Case ID: ala_172/html/0115-01.html
Source: Caselaw Access Project
Author: {"author": "McCLELLAN,' j.", "license": "Public Domain", "url": "https://static.case.law/"}
Date Created: 2024-08-24T03:29:51.129683

Vest, et al. v. Culver.
    
      Detinue.
    
    (Decided April 5, 1911.
    55 South. 251.)
    
      Detinue; Possession of Defendant; Necessity. — The rule that actual possession oí or controlling power over a chattel at the time' detinue was instituted is requisite to maintain the action, is applicable to an action of detinue by the claimant of a chattel taken under execution by a constable, the defendant, where he has surrendered the property to the defendants in, execution under a forthcoming bond in accordance with section 4675, Code 1907, before the commencement of the detinue action.
    Appeal from Morgan Law and Equity Court.
    Heard before Hon. Th'omas W. Wert.
    Detinue by H. P. Vest and another, against W. A. Culver. Judgment for defendant and plaintiffs appeal.-
    Affirmed.
    The property sued for had been levied upon by the defendant, W. A. Culver, as constable, under and by virtue of an execution in his hands issued out of the justice court of J. C. Hogan.
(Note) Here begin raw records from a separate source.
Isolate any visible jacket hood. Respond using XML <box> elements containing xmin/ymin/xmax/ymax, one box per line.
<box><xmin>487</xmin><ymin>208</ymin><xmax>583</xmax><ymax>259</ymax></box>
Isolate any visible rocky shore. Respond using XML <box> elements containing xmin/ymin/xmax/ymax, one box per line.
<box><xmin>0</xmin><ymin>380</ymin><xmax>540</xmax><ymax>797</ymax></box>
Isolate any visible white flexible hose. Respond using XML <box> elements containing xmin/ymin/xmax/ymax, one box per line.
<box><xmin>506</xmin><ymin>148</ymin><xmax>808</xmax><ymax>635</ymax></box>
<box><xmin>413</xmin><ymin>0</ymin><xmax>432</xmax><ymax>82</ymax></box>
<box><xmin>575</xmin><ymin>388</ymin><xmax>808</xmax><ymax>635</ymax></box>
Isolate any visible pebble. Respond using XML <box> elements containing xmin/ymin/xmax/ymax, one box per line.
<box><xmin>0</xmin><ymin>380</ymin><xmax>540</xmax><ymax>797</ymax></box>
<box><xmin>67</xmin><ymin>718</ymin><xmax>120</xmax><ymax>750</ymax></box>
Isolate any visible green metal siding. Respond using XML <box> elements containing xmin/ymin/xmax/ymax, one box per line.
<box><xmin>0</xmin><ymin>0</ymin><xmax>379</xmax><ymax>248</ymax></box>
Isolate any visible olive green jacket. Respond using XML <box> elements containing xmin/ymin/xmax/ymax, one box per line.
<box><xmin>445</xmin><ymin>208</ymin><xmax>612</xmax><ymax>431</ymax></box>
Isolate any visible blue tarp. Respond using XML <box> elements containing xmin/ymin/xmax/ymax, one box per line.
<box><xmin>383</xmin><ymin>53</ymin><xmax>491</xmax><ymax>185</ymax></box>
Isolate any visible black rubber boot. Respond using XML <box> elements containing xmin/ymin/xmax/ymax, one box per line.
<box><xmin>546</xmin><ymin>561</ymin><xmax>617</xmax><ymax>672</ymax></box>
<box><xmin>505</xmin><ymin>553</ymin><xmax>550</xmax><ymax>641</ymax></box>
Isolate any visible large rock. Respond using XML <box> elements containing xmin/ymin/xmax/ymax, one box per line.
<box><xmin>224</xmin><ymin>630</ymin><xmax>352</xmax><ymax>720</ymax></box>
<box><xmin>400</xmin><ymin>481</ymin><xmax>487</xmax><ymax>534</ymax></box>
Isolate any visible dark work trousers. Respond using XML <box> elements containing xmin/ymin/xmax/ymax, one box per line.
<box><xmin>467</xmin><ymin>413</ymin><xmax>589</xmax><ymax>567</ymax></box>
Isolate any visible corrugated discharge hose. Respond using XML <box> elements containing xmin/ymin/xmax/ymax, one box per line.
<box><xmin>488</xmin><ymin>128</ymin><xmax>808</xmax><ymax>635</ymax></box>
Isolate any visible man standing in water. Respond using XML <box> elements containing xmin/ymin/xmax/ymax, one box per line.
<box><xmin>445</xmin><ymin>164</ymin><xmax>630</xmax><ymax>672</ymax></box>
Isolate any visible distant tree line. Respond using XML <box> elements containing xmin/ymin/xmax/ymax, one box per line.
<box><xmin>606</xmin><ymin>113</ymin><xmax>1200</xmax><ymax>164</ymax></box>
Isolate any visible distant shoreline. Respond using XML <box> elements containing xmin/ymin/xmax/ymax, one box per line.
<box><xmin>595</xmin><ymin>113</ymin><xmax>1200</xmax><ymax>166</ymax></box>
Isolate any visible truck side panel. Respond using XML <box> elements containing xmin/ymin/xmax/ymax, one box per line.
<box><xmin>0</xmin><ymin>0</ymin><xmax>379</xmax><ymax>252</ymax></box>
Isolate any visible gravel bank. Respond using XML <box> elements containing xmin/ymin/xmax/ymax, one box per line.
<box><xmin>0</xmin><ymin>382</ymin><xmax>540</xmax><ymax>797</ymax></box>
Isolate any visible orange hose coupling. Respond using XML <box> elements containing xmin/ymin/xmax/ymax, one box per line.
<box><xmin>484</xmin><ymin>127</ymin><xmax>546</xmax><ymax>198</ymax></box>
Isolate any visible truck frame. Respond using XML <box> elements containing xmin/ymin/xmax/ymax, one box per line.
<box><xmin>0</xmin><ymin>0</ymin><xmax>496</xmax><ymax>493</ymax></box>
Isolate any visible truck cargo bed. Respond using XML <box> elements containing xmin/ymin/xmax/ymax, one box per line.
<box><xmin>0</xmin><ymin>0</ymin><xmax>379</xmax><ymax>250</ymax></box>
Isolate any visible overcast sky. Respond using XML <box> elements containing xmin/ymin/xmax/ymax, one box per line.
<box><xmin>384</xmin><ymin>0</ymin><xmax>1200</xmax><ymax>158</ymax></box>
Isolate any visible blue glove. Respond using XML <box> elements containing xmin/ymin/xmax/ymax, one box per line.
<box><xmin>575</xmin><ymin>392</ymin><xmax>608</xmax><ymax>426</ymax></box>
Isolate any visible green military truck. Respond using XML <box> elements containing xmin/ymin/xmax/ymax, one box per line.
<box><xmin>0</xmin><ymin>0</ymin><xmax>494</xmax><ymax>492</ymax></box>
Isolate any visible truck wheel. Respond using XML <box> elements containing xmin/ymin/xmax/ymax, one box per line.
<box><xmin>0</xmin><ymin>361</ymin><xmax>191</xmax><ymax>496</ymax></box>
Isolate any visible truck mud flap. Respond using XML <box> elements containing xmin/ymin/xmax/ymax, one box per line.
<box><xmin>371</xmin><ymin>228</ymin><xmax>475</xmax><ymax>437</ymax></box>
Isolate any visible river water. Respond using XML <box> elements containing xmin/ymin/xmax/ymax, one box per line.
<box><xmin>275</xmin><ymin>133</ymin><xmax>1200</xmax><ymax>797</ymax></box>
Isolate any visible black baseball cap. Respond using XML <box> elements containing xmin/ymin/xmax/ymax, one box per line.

The execution was issued on August 5, 1908, and the property was levied on August 8, 1908; the plaintiff in the writ being W. A. Barclift, and the defendants being J. F. and M. L. Vest. The plaintiffs in that suit then executed forthcoming bond to have the property ready for such disposition as might he desired to be made of it on August 20, 1908, and on the 15th day of August, 1908, H. P. Vest instituted suit against the defendant for the property, at that time in the hands of the defendants in execution under their forthcoming bond. When the day for sale came, and the property was not forthcoming, the constable entered a forfeiture on the bond, and returned the same, together with the execution and indorsement thereon, to the court from which it emanated. It is not shown that the constable ever had possession of the property after the execution of the forthcoming bond.
    Porter M. Brindley, for appellants.
    No brief reached the Reporter.
    Tidwell & Sample, for appellee.
    The bill of exceptions does not purport to set out all the evidence, and the court will presume that there was evidence authorizing the giving of the general charge for the defendants, and refusing a like charge to the plaintiff.— Childs v. The State, 58 Ala. 349; Barnett v. Wilson, 132 Ala. 378; Woolf v. Delage, 150 Ala. 445. The defendant had delivered the property to the execution defendants under a forthcoming bond as provided by sections 4675 and 4677, Code 1907, before this suit was brought, and hence was not in actual possession, could not retake the property, and was, therefore, not liable in detinue.
   McCLELLAN,' j.

At the time this action of detinue was instituted the property in question was in the 'possession of the defendants in execution, in the suit of Barclift v. J. F. and M. L. Vest, under a forthcoming bond executed by them, and taken in accordance with Code 1907, § 4675. The appellee parted with the possession of the property, upon which he had levied the execution, in-strict conformity to the statutory requirements provided. The general rule, that actual possession of or controlling power over the chattel, at the time the suit is instituted, is requisite to maintain detinue, is applicable to this case. — Cable Co. v. Griffitts, 160 Ala. 315, 49 South. 577, 135 Am. St. Rep. 100; 6 May. Dig. p. 266.

The appellee here, before suit brought, and before any demand upon him for the chattels by appellant, committed the possession of the property to the defendants. The plaintiff could not, under these circumstances, recover against appellee. The affirmative charge for appellee was correctly given; and errors, if any, intervening on the trial, were without prejudice to appellant. The several decisions cited in brief for appellant are without application to the facts disclosed by this record. The judgment must be affirmed.

Affirmed.

Simpson, Mayfield, and Sayre, JJ., concur.